The decision to blame the fans, not the decision to sell Ruiz. The swathe of destruction Ruiz has left in his wake needs little elaboration here - I can't think of a single player connected to American soccer history who has worn out this many different welcomes. Mamadou Diallo is the only one who comes close. He's now the problem of the Veracruz Red Sharks, and if there's one thing we know about Mexican fans, it's their infinite patience with high-salaried Central American stars. Unless I'm thinking of a different Mexico.
In any case, the Union fans' crime seems to have been cheering for Ruiz' backup while Ruiz was on the field. This week, fans of the Miami Dolphins went to training camp, and chanted for a player who isn't on their roster. Which, don't get me wrong, is, like, mondo uncool, but that's the kind of disrespectful behavior that would warrant a head coach calling out fans. And Ruiz was a much more prominent player than...sorry, it isn't even worth the effort to look up who the Dolphins' quarterback is right now. I think the other guy they were cheering for was Cowboy Bob Orton or something. For our international readers, the Miami Dolphins are a club that plays a form of modified rugby, when they're not swimming in photo opportunities with Barcelona players.

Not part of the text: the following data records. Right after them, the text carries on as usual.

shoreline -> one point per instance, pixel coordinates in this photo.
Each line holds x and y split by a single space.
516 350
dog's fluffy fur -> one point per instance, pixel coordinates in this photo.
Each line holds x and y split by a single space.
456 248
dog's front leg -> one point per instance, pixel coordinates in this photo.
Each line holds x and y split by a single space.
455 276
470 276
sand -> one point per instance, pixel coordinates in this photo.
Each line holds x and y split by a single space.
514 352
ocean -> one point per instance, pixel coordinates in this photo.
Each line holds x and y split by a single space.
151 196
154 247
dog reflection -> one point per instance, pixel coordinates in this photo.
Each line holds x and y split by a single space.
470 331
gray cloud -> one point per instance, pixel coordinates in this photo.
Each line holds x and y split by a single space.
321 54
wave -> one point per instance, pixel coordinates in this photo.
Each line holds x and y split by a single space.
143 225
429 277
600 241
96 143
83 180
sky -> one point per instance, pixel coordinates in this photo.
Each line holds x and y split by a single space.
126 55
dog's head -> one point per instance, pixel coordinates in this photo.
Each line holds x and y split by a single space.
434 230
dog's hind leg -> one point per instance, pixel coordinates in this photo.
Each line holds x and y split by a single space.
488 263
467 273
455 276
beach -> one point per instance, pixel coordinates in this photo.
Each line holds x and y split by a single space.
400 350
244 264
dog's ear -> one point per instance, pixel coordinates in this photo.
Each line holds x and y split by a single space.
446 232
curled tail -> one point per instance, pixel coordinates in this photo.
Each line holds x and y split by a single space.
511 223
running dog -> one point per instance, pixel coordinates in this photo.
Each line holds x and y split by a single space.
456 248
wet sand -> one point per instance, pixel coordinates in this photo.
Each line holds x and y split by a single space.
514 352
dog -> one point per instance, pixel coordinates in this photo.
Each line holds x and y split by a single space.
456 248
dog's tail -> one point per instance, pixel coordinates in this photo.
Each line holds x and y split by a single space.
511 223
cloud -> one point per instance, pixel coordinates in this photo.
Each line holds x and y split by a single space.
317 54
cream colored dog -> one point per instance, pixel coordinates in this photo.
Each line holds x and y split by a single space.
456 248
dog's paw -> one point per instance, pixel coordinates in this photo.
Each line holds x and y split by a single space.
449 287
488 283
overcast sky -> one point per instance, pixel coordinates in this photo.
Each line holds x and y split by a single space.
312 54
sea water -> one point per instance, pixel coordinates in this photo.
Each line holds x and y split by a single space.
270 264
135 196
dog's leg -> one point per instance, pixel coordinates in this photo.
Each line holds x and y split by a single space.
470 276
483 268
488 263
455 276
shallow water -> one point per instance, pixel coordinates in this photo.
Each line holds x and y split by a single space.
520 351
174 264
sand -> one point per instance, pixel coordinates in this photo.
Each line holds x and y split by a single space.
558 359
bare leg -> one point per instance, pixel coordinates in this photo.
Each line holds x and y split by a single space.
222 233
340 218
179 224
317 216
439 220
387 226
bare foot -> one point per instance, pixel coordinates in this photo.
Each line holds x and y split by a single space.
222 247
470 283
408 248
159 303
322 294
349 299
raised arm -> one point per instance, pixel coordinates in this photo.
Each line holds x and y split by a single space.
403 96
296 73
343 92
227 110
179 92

Nowak would have been vastly better served with either the truth - Veracruz made too good an offer. Or, if Ruiz really has been pouting all these months that he is only the second most popular Carlos Ruiz in Philadelphia sports, Nowak should have hidden that fact like Blackbeard's treasure. Far from shaming Union fans, this should encourage them. If I thought my booing had an effect on Galaxy personnel decisions - and trust me, it sure as **** don't - I'd have blown out my vocal cords five years ago. The intent might have been to protect the delicate feelings of Union players, but the lesson is the complete opposite. The next time Union fans boo a player, and he's not the recipient of a conveniently large transfer offer, what then?
Simon Kuper and Stefan Szymanski in "Soccernomics" supported the "wisdom of the crowds" theory of soccer management. The rebuttal is that coaches in particular have a depth of knowledge that fans, almost by definition, cannot have. Nowak seems to be saying that, despite the yawning information gap he has over Philadelphia fans, their collective input must take precedence at the expense of the team. Nowak's dedication to pure democracy is admirable, but either hypocritical or suicidal.
In other words, if he wants to quit to rejoin the US national team program, let him say so.